🤖 AI Summary
Multimodal large language models (MLLMs) exhibit weak reasoning capabilities and poor interpretability in facial expression recognition (FER). Method: We introduce FERBench—the first systematic benchmark evaluating 20 state-of-the-art MLLMs across four major FER datasets—and propose a unified visual question answering (VQA) paradigm for FER. We release two large-scale datasets: UniFER-CoT-230K (cold-start chain-of-thought) and UniFER-RLVR-360K (reinforcement learning with verifiable rewards). Furthermore, we design UniFER-7B, an interpretable FER foundation model integrating VQA conversion, post-training optimization, chain-of-thought prompting, and verifiable-reward-based reinforcement learning. Results: UniFER-7B achieves significant performance gains over both open- and closed-source general-purpose MLLMs (e.g., Gemini-2.5-Pro, Qwen2.5-VL-72B) across multiple FER benchmarks, demonstrating superior classification accuracy and strong, human-verifiable reasoning interpretability.
📝 Abstract
Multimodal Large Language Models (MLLMs) have revolutionized numerous research fields, including computer vision and affective computing. As a pivotal challenge in this interdisciplinary domain, facial expression recognition (FER) has evolved from separate, domain-specific models to more unified approaches. One promising avenue to unify FER tasks is converting conventional FER datasets into visual question-answering (VQA) formats, enabling the direct application of powerful generalist MLLMs for inference. However, despite the success of cutting-edge MLLMs in various tasks, their performance on FER tasks remains largely unexplored. To address this gap, we provide FERBench, a systematic benchmark that incorporates 20 state-of-the-art MLLMs across four widely used FER datasets. Our results reveal that, while MLLMs exhibit good classification performance, they still face significant limitations in reasoning and interpretability.

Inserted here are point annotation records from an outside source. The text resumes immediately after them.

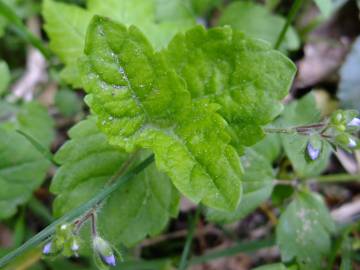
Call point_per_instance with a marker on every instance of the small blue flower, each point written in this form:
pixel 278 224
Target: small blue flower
pixel 352 143
pixel 47 248
pixel 312 151
pixel 104 250
pixel 355 122
pixel 109 260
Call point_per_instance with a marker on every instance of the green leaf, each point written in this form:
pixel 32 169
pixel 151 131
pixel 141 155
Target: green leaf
pixel 244 75
pixel 303 112
pixel 326 7
pixel 256 21
pixel 66 25
pixel 270 147
pixel 275 266
pixel 350 80
pixel 141 102
pixel 303 232
pixel 141 207
pixel 23 167
pixel 257 183
pixel 67 102
pixel 4 77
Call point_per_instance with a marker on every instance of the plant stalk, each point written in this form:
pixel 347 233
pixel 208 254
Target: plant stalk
pixel 292 13
pixel 184 256
pixel 49 230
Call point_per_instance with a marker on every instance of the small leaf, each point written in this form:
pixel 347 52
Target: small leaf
pixel 139 208
pixel 303 112
pixel 68 103
pixel 256 21
pixel 257 183
pixel 303 232
pixel 67 39
pixel 326 7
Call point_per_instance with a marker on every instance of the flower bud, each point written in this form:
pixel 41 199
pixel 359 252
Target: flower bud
pixel 352 143
pixel 104 250
pixel 355 122
pixel 312 151
pixel 47 248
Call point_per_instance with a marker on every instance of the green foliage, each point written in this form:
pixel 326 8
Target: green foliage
pixel 66 25
pixel 303 232
pixel 302 112
pixel 326 7
pixel 142 102
pixel 244 76
pixel 275 266
pixel 4 77
pixel 202 7
pixel 67 102
pixel 141 207
pixel 256 21
pixel 257 185
pixel 350 79
pixel 22 167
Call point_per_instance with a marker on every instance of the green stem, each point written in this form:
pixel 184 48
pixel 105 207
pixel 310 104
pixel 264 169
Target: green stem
pixel 341 177
pixel 45 233
pixel 184 257
pixel 292 13
pixel 22 30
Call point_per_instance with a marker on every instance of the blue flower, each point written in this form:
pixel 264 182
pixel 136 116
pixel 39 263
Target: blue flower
pixel 47 248
pixel 355 122
pixel 312 151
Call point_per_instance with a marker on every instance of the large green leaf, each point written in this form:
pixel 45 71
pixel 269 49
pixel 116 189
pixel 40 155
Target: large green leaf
pixel 257 184
pixel 141 207
pixel 303 232
pixel 349 87
pixel 245 76
pixel 256 21
pixel 22 167
pixel 141 102
pixel 297 113
pixel 66 24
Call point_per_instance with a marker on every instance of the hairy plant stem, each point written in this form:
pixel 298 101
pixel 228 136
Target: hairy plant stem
pixel 302 130
pixel 292 13
pixel 185 254
pixel 73 214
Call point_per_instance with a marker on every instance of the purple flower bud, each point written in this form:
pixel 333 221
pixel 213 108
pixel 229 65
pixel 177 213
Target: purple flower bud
pixel 312 151
pixel 355 122
pixel 47 248
pixel 75 246
pixel 352 143
pixel 109 260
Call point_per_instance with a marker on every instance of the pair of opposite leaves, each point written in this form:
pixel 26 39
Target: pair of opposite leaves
pixel 195 104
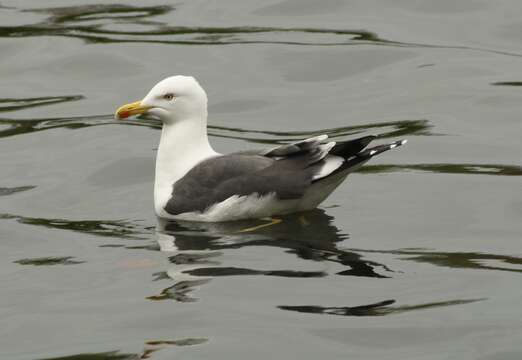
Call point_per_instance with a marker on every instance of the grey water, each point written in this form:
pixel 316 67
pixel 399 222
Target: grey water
pixel 418 255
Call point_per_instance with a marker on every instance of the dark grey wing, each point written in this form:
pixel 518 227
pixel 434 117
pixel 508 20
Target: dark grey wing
pixel 216 179
pixel 287 171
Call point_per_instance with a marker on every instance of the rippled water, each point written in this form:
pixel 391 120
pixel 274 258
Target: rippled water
pixel 417 256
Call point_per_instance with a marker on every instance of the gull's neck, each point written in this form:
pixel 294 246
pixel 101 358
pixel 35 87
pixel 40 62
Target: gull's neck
pixel 183 144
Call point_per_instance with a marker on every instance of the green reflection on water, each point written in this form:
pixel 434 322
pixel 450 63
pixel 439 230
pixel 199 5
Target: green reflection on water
pixel 95 24
pixel 377 309
pixel 468 169
pixel 107 228
pixel 464 260
pixel 12 190
pixel 51 260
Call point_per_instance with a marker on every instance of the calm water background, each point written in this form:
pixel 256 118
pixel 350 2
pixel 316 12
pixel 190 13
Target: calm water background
pixel 417 256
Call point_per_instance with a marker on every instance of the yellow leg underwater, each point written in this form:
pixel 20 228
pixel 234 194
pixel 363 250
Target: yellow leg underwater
pixel 273 221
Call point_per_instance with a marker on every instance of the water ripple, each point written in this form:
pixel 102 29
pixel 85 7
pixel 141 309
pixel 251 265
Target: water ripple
pixel 376 309
pixel 117 23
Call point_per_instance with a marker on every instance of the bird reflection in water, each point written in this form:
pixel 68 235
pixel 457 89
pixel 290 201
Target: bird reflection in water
pixel 195 250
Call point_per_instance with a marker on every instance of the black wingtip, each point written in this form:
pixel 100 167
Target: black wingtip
pixel 376 150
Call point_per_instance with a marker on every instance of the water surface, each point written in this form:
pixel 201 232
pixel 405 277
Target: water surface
pixel 416 256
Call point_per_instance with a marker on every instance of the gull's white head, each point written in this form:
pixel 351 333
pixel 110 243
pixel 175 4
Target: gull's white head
pixel 173 99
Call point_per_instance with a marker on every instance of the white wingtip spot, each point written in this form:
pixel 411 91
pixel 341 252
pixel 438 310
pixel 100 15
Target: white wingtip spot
pixel 322 137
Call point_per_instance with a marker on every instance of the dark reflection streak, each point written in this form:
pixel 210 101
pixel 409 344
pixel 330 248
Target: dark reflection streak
pixel 150 347
pixel 377 309
pixel 468 169
pixel 9 191
pixel 231 271
pixel 465 260
pixel 507 83
pixel 309 236
pixel 399 128
pixel 52 260
pixel 25 103
pixel 108 228
pixel 58 24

To this end, we introduce post-training strategies aimed at enhancing the facial expression reasoning capabilities of MLLMs. Specifically, we curate two high-quality and large-scale datasets: UniFER-CoT-230K for cold-start initialization and UniFER-RLVR-360K for reinforcement learning with verifiable rewards (RLVR), respectively. Building upon them, we develop a unified and interpretable FER foundation model termed UniFER-7B, which outperforms many open-sourced and closed-source generalist MLLMs (e.g., Gemini-2.5-Pro and Qwen2.5-VL-72B).